Forum Discussion

Cirrostratus

Jan 27, 2023

Solved

UDP Datagram LB

Hello, To enable fair load balancing between backend servers (5 syslog srv >> F5 >> 2 splunk srv) I created a new udp profile and activated the option : "Datagram LB" : https://support.f5.com/csp/a...

event

cpt_ri_F5
Feb 24, 2023
hello,
FYI, I solved this problem with a simple stateless VS: K13675
Thank you all

CA_Valli

MVP

Jan 27, 2023

Where are you checking the stats? F5 or splunk? Also is this a live stat or is is a cumulative counter?

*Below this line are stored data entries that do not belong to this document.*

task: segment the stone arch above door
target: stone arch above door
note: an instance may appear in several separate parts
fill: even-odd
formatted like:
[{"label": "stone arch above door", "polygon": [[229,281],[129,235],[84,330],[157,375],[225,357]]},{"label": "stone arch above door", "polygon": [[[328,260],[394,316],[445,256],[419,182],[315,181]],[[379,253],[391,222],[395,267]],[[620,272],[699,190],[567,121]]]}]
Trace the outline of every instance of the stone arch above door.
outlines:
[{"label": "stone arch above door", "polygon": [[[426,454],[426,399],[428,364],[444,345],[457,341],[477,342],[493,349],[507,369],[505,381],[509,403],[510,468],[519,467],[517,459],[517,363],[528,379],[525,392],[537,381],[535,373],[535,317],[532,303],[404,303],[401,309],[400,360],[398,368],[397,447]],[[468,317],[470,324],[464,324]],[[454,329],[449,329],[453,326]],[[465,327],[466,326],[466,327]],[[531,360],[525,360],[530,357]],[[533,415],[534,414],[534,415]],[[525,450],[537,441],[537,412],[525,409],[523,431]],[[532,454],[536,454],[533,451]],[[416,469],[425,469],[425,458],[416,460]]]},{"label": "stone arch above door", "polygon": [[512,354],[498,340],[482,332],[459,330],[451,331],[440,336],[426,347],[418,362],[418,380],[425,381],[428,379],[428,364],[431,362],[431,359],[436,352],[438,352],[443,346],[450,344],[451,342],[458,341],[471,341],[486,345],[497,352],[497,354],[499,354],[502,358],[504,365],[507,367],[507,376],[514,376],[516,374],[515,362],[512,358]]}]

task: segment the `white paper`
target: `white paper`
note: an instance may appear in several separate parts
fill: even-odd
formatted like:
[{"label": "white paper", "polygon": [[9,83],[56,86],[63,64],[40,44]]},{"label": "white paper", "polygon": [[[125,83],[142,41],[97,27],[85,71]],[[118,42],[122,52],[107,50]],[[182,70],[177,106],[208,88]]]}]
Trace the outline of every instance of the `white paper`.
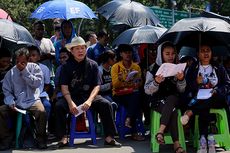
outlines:
[{"label": "white paper", "polygon": [[15,110],[19,113],[26,114],[26,110],[22,110],[20,108],[15,107]]},{"label": "white paper", "polygon": [[184,71],[185,67],[186,63],[163,63],[158,69],[156,75],[162,75],[163,77],[175,76],[178,72]]},{"label": "white paper", "polygon": [[136,74],[138,73],[138,71],[131,71],[129,72],[126,81],[129,81],[130,79],[132,79]]},{"label": "white paper", "polygon": [[197,99],[208,99],[212,96],[213,89],[199,89]]},{"label": "white paper", "polygon": [[77,110],[78,110],[78,113],[77,113],[77,115],[75,115],[75,117],[78,117],[79,115],[81,115],[84,111],[82,110],[82,106],[83,106],[83,104],[81,104],[81,105],[79,105],[78,107],[77,107]]}]

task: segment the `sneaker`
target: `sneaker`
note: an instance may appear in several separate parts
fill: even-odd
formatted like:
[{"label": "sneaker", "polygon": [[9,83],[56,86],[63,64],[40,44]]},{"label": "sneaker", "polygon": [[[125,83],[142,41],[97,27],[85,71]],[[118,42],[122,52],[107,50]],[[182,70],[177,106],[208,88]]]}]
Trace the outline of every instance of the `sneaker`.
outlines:
[{"label": "sneaker", "polygon": [[215,148],[215,139],[213,135],[208,136],[208,152],[209,153],[216,153],[216,148]]},{"label": "sneaker", "polygon": [[207,153],[207,141],[204,135],[200,138],[200,149],[197,153]]},{"label": "sneaker", "polygon": [[117,142],[115,139],[111,140],[110,142],[105,141],[104,145],[109,147],[121,147],[121,143]]}]

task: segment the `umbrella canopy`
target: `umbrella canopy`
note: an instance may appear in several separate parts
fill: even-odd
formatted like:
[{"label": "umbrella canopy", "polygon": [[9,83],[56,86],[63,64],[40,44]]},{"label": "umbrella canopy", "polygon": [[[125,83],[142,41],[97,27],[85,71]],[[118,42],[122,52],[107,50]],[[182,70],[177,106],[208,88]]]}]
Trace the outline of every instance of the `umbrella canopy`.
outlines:
[{"label": "umbrella canopy", "polygon": [[9,14],[6,11],[4,11],[3,9],[0,9],[0,19],[7,19],[7,20],[12,21]]},{"label": "umbrella canopy", "polygon": [[230,24],[217,18],[187,18],[175,23],[162,37],[158,44],[171,41],[178,46],[198,47],[201,41],[212,45],[230,44]]},{"label": "umbrella canopy", "polygon": [[157,25],[159,18],[154,12],[139,2],[113,0],[97,9],[97,12],[113,24],[127,24],[131,27]]},{"label": "umbrella canopy", "polygon": [[93,19],[97,18],[94,12],[84,3],[74,0],[51,0],[40,5],[30,16],[39,20],[61,18]]},{"label": "umbrella canopy", "polygon": [[119,44],[153,44],[166,31],[166,28],[145,25],[131,28],[122,32],[114,41],[113,46]]},{"label": "umbrella canopy", "polygon": [[35,42],[25,27],[6,19],[0,19],[0,47],[15,51],[27,45],[35,45]]},{"label": "umbrella canopy", "polygon": [[207,12],[207,11],[203,11],[200,14],[202,17],[207,17],[207,18],[219,18],[222,20],[227,21],[228,23],[230,23],[230,17],[229,16],[222,16],[213,12]]}]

What I wanted to point out is that datagramLB changes load balancing behvior, and while "standard" UDP profile keeps track of UDP connection and forwards all packets of the same connection to the same destination, this is no longer true with DLB -- meaning that if a syslog message is split into multiple UDP packets you might end up with some of them being balanced to one pool member and other packets of the same flow being balanced to the second pool member.

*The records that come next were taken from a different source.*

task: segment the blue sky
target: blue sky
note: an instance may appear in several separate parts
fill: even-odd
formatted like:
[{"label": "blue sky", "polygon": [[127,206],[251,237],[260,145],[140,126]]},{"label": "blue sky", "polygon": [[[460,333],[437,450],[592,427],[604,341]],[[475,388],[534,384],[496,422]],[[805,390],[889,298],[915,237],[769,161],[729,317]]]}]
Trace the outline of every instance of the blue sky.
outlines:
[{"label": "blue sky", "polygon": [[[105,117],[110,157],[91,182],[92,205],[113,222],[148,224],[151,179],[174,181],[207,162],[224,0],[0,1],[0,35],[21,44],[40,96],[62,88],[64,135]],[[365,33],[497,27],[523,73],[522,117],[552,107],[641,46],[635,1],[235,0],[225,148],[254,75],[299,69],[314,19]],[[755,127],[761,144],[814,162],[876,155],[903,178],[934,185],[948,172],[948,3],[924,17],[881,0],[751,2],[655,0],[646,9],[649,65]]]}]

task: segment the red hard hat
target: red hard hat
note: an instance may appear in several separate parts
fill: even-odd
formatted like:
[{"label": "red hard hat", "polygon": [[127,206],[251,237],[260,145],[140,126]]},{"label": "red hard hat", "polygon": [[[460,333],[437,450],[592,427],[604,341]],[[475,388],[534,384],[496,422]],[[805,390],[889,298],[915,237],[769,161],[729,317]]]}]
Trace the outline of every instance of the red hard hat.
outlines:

I thought that this could be a possible problem, as one splunk server might not be able to reconstruct the full syslog message due to part of it being sent to the other server -- and possibly discarding/not logging the "incomplete" packets.

cpt_ri_F5

Cirrostratus

Jan 27, 2023

Thank you it's clear

I checked the stats on splunk, cumulative counter (per minute), but it's the same splunk request.

In the splunk graph I see when I change the UDP profile that the number of logs is divided /5 or more

if we can't recover the integrity of the logs, in this case, I don't understand the point of the option "Datagram LB" !

I am interested in another solution to fairly share the logs on the splunk servers

Thanks!

Kai_Wilke
MVP
Jan 29, 2023
Hi Cpt_Rl_F5,

The loss could be also be a problem with snat port allocations.

A syslog-originator may open a single UDP connection to the syslog-collector and send multiple subsequent messages where each message is carried in a single UDP datagram.

When enabling UDP-Datagram-LB your LTM would treat each arriving UDP datagram as a new UDP connection flow and will maintain the flow, LB decission, SNAT allocations independently of previously received UDP datagrams.

This behavior may drain your SNAT pools very quick resulting in SNAT pool port allocation errors causing packet loses (See K33355231 for more details)

To avoid such snat exhaustions you may either deploy bigger snat pools or simply ignore the "Important" recommendation of K3605:

"Important: With UDP Datagram LB set to Enabled, if you also set the Timeout to Immediate, UDP response traffic is forwarded to the client using the origin server's source IP address and port. As a result, response traffic may not appear to have originated from the virtual server to which the request was sent, and traffic disruption may occur when a client and/or routing expects the UDP source IP address to be the address other than the origin server. You can avoid this issue by setting the timeout to a value other than Immediate whenever possible."

... and set the timeout well-knowing to "Immediate" to allow the individual UDP Datagrams to timeout immediately allowing them to basically share UDP sockets.

Syslog is a simplex protocol, so a originator will never get any answers back from the collector anyway. No need to maintain any timeouts for responses for syslog...

Cheers, Kai
boneyard
MVP
Jan 29, 2023
cpt_ri_F5 wrote:

if we can't recover the integrity of the logs, in this case, I don't understand the point of the option "Datagram LB" !

If the previous assumption are true, something which you might want to confirm before going in other directions, then this might not be the right choice in this case. But that option might help people with other UDP load balance challenges.

You can keep using the default profile, perhaps with a little lower time out and see which load balancing algorithm get a similar job done. Least Connections would be an interesting to check. Keep in mind that a full 50% / 50% sounds nice, but is it really that bad when it's 60% / 40% on the long run.